Unlimited queries through the user's own OpenAI or Groq key.

We handle:

  • Storage
  • Dashboard
  • Bandwidth
  • Infrastructure

Users pay model providers directly.

Three Things That Would Have Saved Us Time

1. Chunking Matters More Than Models

We spent weeks comparing language models.

The bigger factor was chunk size and overlap.

Fix retrieval before optimizing inference.

2. Shadow DOM Solves Widget CSS Problems

Scoped CSS eventually breaks.

Shadow DOM doesn't.

Once we switched, CSS-related issues effectively disappeared.

3. Design for BYOK Early

The users who want BYOK are often the most engaged.

They build real systems.

Supporting them from the start avoids painful architectural changes later.

Conclusion

Minyut started as an attempt to solve a simple problem:

How do you build a chatbot that answers only from documents and refuses to invent information?

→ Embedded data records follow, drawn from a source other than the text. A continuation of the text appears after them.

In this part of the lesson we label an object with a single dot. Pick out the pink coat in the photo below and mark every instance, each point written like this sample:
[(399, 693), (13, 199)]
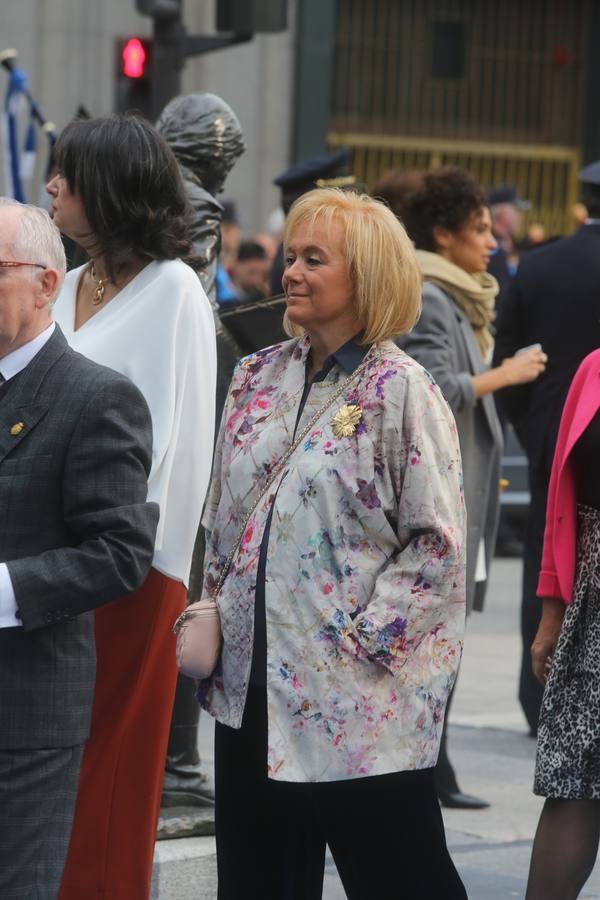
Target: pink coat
[(557, 574)]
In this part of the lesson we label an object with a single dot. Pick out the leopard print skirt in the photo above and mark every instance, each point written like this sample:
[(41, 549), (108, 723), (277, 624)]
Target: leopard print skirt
[(568, 748)]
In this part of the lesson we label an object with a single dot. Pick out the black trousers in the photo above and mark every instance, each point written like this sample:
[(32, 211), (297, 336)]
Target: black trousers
[(385, 833), (530, 690), (37, 803)]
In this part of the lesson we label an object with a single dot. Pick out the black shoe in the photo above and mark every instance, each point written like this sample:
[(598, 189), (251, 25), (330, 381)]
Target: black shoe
[(186, 790), (458, 800)]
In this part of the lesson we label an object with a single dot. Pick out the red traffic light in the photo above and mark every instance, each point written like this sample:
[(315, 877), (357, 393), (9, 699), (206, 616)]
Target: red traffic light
[(134, 58)]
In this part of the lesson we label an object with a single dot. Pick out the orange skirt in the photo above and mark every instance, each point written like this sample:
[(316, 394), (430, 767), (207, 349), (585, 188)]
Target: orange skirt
[(118, 800)]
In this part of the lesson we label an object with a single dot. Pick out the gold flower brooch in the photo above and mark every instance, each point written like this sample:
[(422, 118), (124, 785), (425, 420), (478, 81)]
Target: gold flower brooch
[(346, 419)]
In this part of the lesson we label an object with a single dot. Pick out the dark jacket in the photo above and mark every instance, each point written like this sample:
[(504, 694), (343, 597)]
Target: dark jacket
[(444, 343), (554, 301), (76, 533)]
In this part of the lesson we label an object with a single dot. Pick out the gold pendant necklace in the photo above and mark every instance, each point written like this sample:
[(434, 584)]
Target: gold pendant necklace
[(98, 295)]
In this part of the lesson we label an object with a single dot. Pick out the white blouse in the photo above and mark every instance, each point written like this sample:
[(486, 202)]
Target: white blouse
[(159, 332)]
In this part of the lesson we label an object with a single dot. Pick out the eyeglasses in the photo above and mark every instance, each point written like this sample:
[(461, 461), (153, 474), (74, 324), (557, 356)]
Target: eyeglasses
[(11, 264)]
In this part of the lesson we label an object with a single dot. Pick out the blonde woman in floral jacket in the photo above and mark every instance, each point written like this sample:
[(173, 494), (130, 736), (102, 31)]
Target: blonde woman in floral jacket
[(343, 611)]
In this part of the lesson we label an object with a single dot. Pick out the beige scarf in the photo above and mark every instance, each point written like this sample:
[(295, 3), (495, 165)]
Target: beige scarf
[(474, 294)]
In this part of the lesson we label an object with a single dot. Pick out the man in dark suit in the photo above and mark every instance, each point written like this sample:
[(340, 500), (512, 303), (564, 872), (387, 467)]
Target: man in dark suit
[(76, 532), (553, 301)]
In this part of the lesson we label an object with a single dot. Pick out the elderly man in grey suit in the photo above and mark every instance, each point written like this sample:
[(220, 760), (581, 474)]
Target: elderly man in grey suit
[(75, 532)]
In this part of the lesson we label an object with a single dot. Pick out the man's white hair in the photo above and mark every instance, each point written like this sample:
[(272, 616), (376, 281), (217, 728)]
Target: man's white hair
[(37, 239)]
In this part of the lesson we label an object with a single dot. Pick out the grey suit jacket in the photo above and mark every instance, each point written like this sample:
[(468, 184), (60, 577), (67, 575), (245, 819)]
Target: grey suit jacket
[(76, 532), (444, 343)]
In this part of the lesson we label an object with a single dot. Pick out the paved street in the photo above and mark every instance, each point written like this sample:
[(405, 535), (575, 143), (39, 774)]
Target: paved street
[(492, 753)]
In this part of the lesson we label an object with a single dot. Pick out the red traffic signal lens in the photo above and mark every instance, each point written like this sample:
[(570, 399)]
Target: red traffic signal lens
[(134, 58)]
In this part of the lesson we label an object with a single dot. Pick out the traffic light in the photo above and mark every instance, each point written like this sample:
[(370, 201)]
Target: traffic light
[(250, 16), (134, 71)]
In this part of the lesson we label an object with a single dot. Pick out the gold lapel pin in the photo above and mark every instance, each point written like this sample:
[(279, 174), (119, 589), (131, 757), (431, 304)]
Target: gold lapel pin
[(346, 419)]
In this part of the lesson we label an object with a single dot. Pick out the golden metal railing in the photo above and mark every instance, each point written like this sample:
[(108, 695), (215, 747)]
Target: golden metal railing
[(546, 176)]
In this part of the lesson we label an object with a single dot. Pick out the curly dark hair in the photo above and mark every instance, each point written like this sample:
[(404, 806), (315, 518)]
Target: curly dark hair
[(129, 183), (448, 198)]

The answer ended up being a combination of:

  • Retrieval-Augmented Generation
  • Careful chunking
  • Semantic search
  • Shadow DOM isolation
  • A simple deployment model

The result is a chatbot that can be embedded on almost any website using a single script tag and answer only from uploaded content.

That's exactly what we set out to build.


Frequently Asked Questions

What file types does Minyut support?

  • PDF
  • Markdown (.md)
  • Plain text (.txt)

Will it answer questions not present in my documents?

No.

Minyut is designed specifically for document-grounded responses.

If the information isn't present in uploaded content, the chatbot says it doesn't know.

Which platforms does the embed support?

The widget has been tested on:

  • WordPress
  • Webflow
  • Shopify
  • Framer
  • React
  • Next.js
  • Plain HTML

Because it uses Shadow DOM isolation, it works reliably across virtually any platform that permits custom JavaScript.